Game probabilities for week 5 are listed below. The probabilities are based on an efficiency win model explained here and here. The model considers offensive and defensive efficiency stats including running, passing, sacks, turnover rates, and penalty rates. Team stats are adjusted for previous opponent strength.
V Prob | VISITOR | HOME | H Prob |
0.85 | ARI | STL | 0.15 |
0.13 | ATL | TEN | 0.87 |
0.62 | CAR | NO | 0.38 |
0.04 | CLE | NE | 0.96 |
0.22 | DET | WAS | 0.78 |
0.73 | JAX | KC | 0.27 |
0.33 | MIA | HOU | 0.67 |
0.10 | NYJ | NYG | 0.90 |
0.69 | SS | PIT | 0.31 |
0.19 | TB | IND | 0.81 |
0.49 | BAL | SF | 0.51 |
0.03 | SD | DEN | 0.97 |
0.09 | CHI | GB | 0.91 |
0.90 | DAL | BUF | 0.10 |
Your system really, really, really loves the Colts.
Actually, looking at other predictions, I think it's just too bullish on teams that have performed well so far, and too pessimistic on teams that have performed badly.
I really don't understand why your system loves the Broncos so much. They lost to two teams that your system likes (Colts & Jaguars) and barely beat two teams that your system hates (Bills & Raiders). If you beat the Raiders by a field goal in overtime at home you shouldn't be considered a top 5 team (I should clarify that I'm a Raiders fan and I'm very happy with their improvement but they are still rebuilding and I'll be happy with a 6-10 or 7-9).

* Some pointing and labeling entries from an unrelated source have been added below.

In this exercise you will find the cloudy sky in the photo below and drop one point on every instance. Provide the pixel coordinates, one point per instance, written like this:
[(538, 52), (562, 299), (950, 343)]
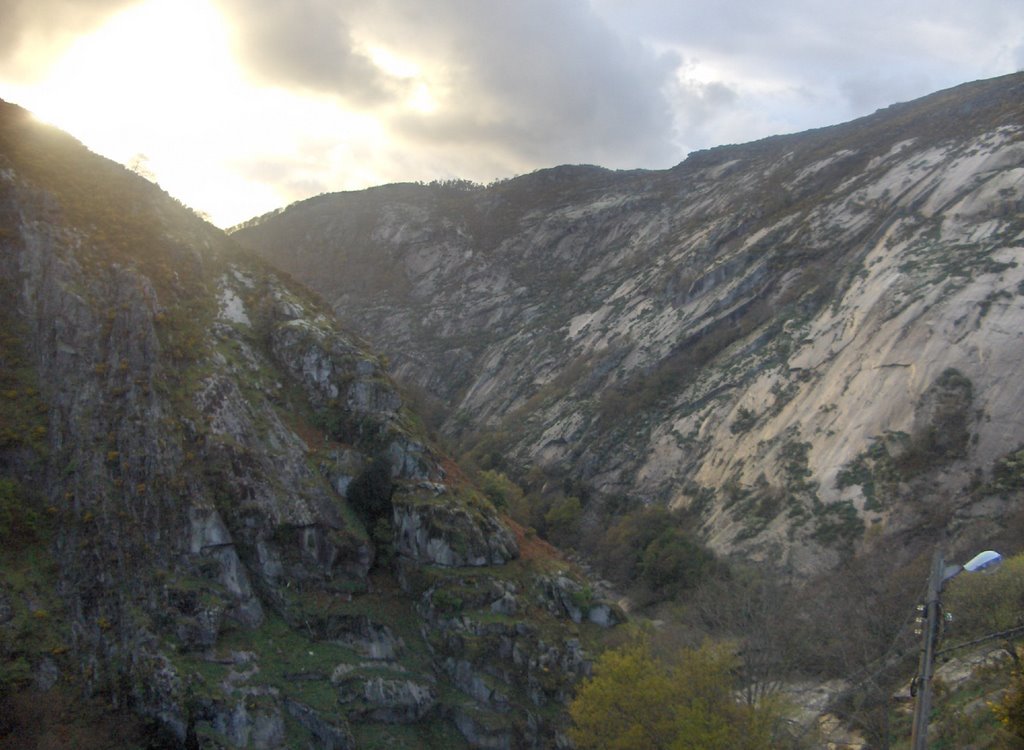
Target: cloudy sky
[(239, 107)]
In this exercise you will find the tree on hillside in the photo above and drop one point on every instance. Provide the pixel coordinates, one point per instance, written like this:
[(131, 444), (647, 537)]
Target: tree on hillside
[(635, 701)]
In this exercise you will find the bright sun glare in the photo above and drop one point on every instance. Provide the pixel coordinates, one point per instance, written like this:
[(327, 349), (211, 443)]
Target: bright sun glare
[(158, 80)]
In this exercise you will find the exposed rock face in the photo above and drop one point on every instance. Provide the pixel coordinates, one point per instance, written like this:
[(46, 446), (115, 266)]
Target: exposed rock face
[(212, 481), (771, 334)]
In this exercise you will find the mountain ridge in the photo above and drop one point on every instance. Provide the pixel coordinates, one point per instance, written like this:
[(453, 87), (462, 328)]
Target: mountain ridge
[(596, 337), (217, 512)]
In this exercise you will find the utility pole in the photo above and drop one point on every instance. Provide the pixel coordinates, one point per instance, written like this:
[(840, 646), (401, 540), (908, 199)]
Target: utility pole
[(930, 633)]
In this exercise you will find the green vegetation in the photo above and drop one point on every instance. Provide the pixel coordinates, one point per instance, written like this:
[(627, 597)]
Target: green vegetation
[(637, 701)]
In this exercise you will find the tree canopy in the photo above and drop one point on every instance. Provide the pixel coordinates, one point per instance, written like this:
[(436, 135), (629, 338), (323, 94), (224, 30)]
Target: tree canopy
[(637, 702)]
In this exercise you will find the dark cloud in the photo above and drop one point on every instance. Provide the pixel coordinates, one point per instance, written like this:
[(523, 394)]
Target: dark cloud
[(306, 44), (546, 80)]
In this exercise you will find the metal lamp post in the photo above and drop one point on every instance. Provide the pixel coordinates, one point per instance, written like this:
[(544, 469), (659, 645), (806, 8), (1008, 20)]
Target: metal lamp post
[(932, 617)]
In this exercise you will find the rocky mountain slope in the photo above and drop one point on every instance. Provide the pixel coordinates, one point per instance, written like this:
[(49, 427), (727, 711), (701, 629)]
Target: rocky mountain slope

The season is still young, so as a couple more weeks go by, outlier performances won't have the same impact on team ratings that they do now. Alan makes a great point that the model is overconfident right now, and I'm pretty sure the young season is probably why.

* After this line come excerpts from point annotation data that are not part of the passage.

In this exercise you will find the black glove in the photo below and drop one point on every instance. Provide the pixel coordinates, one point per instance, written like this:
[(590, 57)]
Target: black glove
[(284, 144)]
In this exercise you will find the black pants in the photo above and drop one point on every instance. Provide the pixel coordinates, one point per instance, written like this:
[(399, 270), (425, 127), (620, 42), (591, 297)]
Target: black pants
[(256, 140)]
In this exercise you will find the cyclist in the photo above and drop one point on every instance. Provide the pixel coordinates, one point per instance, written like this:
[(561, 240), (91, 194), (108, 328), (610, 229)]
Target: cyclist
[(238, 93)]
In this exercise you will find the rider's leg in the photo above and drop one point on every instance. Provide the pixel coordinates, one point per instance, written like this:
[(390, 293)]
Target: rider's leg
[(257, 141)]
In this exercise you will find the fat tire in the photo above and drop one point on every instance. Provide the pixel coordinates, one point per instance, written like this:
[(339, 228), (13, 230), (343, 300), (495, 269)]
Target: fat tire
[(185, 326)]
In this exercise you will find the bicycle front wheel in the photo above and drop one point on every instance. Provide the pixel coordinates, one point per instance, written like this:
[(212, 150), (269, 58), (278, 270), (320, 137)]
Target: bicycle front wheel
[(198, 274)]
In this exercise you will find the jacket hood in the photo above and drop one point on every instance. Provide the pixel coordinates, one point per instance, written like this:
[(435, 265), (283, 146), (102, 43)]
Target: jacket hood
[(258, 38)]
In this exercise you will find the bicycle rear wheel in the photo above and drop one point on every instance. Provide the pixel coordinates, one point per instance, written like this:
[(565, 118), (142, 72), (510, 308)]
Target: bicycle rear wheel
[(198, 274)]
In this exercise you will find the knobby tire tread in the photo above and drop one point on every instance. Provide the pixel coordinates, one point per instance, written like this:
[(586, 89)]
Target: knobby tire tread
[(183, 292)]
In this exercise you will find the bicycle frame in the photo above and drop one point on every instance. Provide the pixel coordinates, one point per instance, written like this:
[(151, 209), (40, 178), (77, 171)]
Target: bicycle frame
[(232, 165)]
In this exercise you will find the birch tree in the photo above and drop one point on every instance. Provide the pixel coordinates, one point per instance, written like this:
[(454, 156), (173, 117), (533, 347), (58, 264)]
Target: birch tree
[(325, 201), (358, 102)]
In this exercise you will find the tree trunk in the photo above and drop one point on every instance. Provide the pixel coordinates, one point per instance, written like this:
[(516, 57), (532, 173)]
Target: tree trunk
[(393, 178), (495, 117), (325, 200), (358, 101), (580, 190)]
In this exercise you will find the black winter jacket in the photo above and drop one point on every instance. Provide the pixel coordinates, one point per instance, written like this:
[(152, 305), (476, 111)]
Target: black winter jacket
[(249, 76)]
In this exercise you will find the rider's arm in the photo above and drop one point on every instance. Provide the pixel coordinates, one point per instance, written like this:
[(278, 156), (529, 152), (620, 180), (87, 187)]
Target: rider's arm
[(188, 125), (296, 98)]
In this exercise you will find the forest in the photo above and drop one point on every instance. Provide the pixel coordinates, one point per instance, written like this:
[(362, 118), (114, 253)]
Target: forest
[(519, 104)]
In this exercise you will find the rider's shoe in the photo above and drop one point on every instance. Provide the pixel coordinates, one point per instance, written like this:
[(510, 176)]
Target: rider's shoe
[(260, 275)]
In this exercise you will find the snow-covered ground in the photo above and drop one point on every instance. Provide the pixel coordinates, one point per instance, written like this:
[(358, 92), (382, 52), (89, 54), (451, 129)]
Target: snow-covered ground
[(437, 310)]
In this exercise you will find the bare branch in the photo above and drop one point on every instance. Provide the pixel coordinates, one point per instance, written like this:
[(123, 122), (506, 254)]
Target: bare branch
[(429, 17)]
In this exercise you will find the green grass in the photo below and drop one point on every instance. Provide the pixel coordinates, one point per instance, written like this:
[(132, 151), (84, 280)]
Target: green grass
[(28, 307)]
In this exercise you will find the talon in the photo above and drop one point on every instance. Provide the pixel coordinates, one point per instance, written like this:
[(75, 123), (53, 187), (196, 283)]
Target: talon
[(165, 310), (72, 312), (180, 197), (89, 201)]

But I think the bigger risk of error is not in the overrealiance on actual performance, but on overreliance on pre-season notions of how good a team "should" be. Last week is probably a good example. Only 4 "consensus favorites" won out of 14 games.

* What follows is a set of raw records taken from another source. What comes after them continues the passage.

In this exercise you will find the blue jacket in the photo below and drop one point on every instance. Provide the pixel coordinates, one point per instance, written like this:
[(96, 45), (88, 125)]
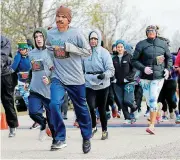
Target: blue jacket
[(21, 66)]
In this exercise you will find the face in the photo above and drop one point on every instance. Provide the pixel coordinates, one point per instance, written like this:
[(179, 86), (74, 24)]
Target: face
[(114, 49), (151, 33), (23, 51), (93, 42), (120, 48), (61, 21), (39, 39)]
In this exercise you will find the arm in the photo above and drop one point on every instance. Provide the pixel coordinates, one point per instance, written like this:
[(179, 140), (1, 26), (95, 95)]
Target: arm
[(16, 61), (5, 50), (69, 47), (131, 74), (135, 59), (108, 65), (177, 61), (168, 58), (82, 48)]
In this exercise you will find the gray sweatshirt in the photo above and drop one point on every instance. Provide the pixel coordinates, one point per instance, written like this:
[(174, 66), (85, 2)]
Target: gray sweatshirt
[(68, 69), (99, 61), (41, 63)]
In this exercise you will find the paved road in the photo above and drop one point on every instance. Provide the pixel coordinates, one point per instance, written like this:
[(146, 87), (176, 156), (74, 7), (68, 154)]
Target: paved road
[(124, 142)]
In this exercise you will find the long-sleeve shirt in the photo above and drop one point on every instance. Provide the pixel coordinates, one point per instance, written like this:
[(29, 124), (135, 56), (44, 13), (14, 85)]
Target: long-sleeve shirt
[(67, 69)]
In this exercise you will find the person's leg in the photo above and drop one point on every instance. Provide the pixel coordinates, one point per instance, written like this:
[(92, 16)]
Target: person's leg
[(119, 94), (7, 99), (65, 106), (170, 92), (36, 110), (46, 102), (138, 93), (155, 88), (129, 100), (57, 99), (179, 94), (101, 103), (91, 101), (77, 93)]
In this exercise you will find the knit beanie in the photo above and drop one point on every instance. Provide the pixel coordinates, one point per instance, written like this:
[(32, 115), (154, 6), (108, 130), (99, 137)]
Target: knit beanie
[(22, 44), (121, 42), (64, 11)]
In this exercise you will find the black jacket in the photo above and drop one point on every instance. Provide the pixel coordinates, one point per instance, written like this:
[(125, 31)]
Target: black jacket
[(124, 70), (145, 55), (6, 57)]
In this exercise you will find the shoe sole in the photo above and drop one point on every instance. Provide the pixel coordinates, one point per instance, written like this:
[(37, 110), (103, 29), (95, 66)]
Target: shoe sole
[(57, 148), (149, 131)]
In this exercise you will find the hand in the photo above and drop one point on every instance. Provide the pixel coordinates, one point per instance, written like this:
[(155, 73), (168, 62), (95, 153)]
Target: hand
[(101, 76), (148, 70), (26, 86), (46, 80), (125, 80), (166, 74)]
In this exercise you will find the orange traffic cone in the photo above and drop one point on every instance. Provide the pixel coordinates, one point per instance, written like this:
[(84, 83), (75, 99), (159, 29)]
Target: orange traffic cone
[(3, 122)]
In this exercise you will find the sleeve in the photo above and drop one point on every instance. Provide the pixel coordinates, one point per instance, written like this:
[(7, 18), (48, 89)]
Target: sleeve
[(5, 50), (108, 65), (168, 58), (136, 59), (16, 61), (82, 47), (49, 61), (131, 75), (177, 60)]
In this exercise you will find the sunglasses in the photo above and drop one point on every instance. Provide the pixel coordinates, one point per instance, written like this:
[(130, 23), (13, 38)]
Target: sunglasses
[(151, 31), (22, 49)]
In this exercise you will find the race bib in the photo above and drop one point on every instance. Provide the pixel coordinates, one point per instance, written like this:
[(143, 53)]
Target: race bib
[(60, 53), (24, 75), (37, 65)]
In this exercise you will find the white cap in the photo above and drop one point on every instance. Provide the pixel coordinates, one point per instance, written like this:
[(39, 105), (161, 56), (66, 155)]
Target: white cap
[(94, 35)]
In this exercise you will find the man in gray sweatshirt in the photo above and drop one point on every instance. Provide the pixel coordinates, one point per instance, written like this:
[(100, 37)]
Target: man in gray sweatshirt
[(68, 76)]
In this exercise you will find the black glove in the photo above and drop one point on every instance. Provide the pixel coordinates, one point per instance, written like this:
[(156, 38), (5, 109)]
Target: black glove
[(101, 76)]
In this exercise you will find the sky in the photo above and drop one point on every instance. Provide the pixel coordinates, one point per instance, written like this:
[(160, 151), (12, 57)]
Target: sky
[(165, 13)]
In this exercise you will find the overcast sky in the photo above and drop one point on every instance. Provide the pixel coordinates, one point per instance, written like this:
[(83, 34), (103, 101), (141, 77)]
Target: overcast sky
[(165, 13)]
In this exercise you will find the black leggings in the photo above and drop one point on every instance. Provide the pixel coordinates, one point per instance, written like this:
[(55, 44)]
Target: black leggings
[(98, 98), (166, 96)]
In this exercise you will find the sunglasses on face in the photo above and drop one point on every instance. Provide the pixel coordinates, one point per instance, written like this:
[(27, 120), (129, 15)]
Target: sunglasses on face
[(22, 49), (151, 31)]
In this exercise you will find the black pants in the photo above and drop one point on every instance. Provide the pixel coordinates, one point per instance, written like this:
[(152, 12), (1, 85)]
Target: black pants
[(124, 94), (98, 98), (64, 107), (138, 93), (7, 98), (179, 94), (110, 99), (166, 96)]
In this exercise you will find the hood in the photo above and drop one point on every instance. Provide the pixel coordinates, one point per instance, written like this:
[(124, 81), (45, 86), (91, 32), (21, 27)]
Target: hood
[(44, 32), (99, 36)]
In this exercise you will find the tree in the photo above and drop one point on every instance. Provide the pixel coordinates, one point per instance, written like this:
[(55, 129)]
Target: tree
[(116, 22), (175, 41)]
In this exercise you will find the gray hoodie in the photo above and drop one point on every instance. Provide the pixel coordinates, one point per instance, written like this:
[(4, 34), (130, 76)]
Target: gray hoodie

Denver sticks out like a sore thumb to me too. Here's really why they are rated so highly here: The average pass efficiency (yds/drop back, incl. sack yds) is 6.3 yds. Denver gets 7.5 yds on offense and only gives up 4.86 yds on defense--including their game vs the Colts. That puts them 4th in the league in both categories. They've also had a slightly tougher than average schedule so far.
Hmmmm, Denver's pass defense is good but that is probably skewed by the extreme suckitude of the Raiders passing game that day (with McCown playing on a sprained ankle & a broken finger on his throwing hand). But Denver's run defense has been pretty mediocre. Everyone has put up over 120 yards rushing on them so they haven't had to test the passing game as much.
I don't believe that Denver will end up with 12 wins.
BTW I've been a regular reader on FO and I really appreciate a different perspective on the use of statistics in football. Thanks for doing all of this work.
You're welcome. Yes, but 75% of the Raiders' suckitude is accounted for in the equations.
I agree, 12 games does seem high for DEN, but I'd still feel ok making them the favorite in the AFC West right now. We'll see.
Their run defense is their weakest link--5 yds/rush. But their rushing offense is also 5 yds/rush, so it's a wash--actually better than a wash because (for some reason) the coefficient for run offense is stronger than for run defense.
"Stopping the run" is terribly overrated. Just ask the 2006 Colts and Saints.
I have a very hard time reconciling a 96% win probability against your earlier assertion that game results are 52.5% luck. I'm interested in your thoughts on this. Would it be fair to say that "past data suggests a 96% chance that NE will outplay CLE on Sunday, which would guarantee a win if luck played no part"?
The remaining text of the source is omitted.